This essay discusses three diaries from the Vichy era, the period of the Nazi Occupation of
France: Jean Guéhenno's Journal des années noires 1940-1944, Hélène Berr's Journal, and
Jacqueline Mesnil-Amar's Ceux qui ne dormaient pas. Guéhenno was an educator and writer
who entered the Resistance in 1940. His diary offers deep moral reflection as well as
accounts of the dishonorable peace Vichy imposed and the ignoble servitude to which the
new collaborationist French State and the Nazi occupier subjected France. In the final
pages, as Leclerc's army marches into Paris, with a victory he understands to be thanks to
the help of the Allied forces, Guéhenno dares to rekindle his former faith in humankind. Berr
was a young university student born into a wealthy old French Jewish family, the daughter
of a famous scientist.
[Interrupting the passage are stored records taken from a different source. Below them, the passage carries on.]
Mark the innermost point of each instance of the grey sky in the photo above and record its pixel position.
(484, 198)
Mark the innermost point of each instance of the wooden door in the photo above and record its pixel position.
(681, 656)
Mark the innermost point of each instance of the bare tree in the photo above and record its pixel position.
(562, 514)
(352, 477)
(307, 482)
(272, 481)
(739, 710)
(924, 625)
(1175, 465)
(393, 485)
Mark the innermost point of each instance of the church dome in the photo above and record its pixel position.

Sensitive and generous-spirited, she lived an unusual life inasmuch as
her family seemed to suffer no material hardship throughout the years that culminated in
their deportation in the spring of 1944. Among the memorable events of her diary is her
experience of the first day she was forced to wear the yellow star. Finally, Mesnil-Amar's
diary spans just one month at the end of the war in France, the month in which her husband
has been detained and is about to be deported on the last train to leave Paris.